If we are looking at the multiplication group modulo 17,
because it is a prime number, every member of the group (except the identity member of course) is a generator?
or –
there is a subgroup (non-trivial) ({1,2,4,8,16,15,13,9}, X mod 17 ) for example. and from its existenc,e we can assume there is some members which arenot generators?
Plus I saw a sentence that says that: "a group whose order is a prime number is necessarily cyclic, and each element except the identity is its generator (since the order of each element except the single element equals the order of the group)."
So I am really confused!! Also I found out that only 3 is a generator of modulo 17.
Best Answer
There seems to be confusion here between the additive and multiplicative groups of $\mathbb Z/17$.
The additive group, i.e., the group whose operation is addition modulo 17, consists of all 17 congruence classes mod 17. So it is a group of prime order (namely 17), which implies that it is cyclic and every element, except for the identity 0, is a generator. (Check it: Randomly choose a non-zero congruence class, and repeatedly add; you'll get all 17 congruence classes. For example, if you start with 4, you get (in order) 4, 8, 12, 16, 3, 7, 11, 15, 2, 6, 10, 14, 1, 5, 9, 13, 0.)
The multiplicative group, i.e., the group whose operation is multiplication modulo 17, consists of the 16 non-zero congruence classes. It does not contain 0, because 0 has no multiplicative inverse (modulo 17). Since 16 isn't prime, you can't infer from general group theory that this group is cyclic, but it is a theorem that the multiplicative group of a finite field (like $\mathbb Z/17$) is cyclic. So the multiplicative group in your situation is a cyclic group of order 16.

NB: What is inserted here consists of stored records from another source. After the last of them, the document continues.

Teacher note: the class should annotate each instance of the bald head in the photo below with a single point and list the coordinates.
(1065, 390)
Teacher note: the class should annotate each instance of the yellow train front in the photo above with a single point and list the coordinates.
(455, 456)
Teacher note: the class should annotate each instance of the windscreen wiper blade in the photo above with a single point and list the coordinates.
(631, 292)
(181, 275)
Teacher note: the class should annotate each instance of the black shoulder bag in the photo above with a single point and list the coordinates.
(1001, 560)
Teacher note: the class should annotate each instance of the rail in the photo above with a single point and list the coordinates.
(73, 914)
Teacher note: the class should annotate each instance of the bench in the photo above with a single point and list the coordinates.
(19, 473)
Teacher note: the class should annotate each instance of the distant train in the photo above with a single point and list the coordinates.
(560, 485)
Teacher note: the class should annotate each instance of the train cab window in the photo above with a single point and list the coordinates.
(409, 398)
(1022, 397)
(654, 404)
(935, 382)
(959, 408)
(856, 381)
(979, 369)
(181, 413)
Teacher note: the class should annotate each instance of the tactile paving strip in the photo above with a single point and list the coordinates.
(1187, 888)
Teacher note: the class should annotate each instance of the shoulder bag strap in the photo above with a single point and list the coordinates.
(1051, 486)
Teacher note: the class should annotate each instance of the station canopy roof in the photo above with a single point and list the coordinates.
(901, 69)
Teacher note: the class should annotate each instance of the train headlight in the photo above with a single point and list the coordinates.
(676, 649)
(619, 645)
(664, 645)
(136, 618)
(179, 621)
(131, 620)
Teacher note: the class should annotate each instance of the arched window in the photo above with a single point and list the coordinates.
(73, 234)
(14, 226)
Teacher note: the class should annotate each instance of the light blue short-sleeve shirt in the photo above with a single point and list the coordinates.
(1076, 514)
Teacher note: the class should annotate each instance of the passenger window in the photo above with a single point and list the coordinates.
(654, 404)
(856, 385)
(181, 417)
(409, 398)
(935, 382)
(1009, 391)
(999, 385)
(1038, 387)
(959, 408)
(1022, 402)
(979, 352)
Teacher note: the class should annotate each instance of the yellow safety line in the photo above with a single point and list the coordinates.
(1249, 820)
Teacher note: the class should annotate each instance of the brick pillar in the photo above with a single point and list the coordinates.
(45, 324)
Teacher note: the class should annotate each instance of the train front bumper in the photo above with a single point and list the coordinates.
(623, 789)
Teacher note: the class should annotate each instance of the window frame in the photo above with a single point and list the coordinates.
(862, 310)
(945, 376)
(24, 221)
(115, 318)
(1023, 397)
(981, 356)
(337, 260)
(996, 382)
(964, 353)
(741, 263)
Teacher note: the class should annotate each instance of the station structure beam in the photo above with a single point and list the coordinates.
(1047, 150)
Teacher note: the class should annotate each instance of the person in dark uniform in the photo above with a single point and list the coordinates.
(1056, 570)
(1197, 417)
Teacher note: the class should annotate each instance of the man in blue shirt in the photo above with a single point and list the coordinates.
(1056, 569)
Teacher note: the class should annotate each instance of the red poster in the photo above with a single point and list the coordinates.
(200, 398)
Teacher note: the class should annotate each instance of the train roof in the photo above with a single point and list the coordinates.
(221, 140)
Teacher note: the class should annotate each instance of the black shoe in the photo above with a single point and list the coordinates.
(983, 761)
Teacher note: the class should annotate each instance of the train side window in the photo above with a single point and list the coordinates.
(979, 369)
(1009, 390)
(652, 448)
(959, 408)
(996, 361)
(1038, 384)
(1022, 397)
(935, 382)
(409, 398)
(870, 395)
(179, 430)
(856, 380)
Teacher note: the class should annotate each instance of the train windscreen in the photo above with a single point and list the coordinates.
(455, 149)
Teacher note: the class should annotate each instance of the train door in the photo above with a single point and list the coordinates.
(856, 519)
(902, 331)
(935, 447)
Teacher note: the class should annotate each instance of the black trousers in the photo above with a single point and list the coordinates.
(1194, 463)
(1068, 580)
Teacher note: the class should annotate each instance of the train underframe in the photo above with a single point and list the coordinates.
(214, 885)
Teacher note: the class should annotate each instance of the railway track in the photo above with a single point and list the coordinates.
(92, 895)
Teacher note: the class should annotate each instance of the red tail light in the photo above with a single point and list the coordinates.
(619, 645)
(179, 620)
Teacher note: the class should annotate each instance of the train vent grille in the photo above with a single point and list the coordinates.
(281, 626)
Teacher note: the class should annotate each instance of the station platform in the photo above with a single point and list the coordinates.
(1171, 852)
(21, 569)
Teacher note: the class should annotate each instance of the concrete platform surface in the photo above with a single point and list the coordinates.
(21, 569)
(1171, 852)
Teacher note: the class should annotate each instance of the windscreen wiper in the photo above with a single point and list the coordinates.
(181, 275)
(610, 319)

In such a group, a cyclic group of non-prime order, some of the elements are generators (that's what it means to be cycic), but not all of them. For example, 6 happens to be a generator modulo 17. If you start with 6 and repeatedly multiply by it (reducing modulo 17 at every step), you get (in order) 6, 2, 12, 4, 7, 8, 14, 16, 11, 15, 5, 13, 10, 9, 3, 1. So 6 is a generator of the multiplicative group. On the other hand, if you do the same thing starting with 4, you get 4, 16, 13, 1 and then the numbers just repeat. So 4 is not a generator of your multiplicative group. Similarly, if you tart with 2, you get the computation in your question, showing that 2 is not a generator of the multiplicative group. (It generates a subgroup of order 8.)
The bottom line is that you did a computation in the multiplicative group, which has order 16, but then quoted a theorem that applies to groups of prime order like the additive group of order 17. If you keep straight which of the two groups you're talking about, and the fact that their orders are slightly different, your difficulties should vanish.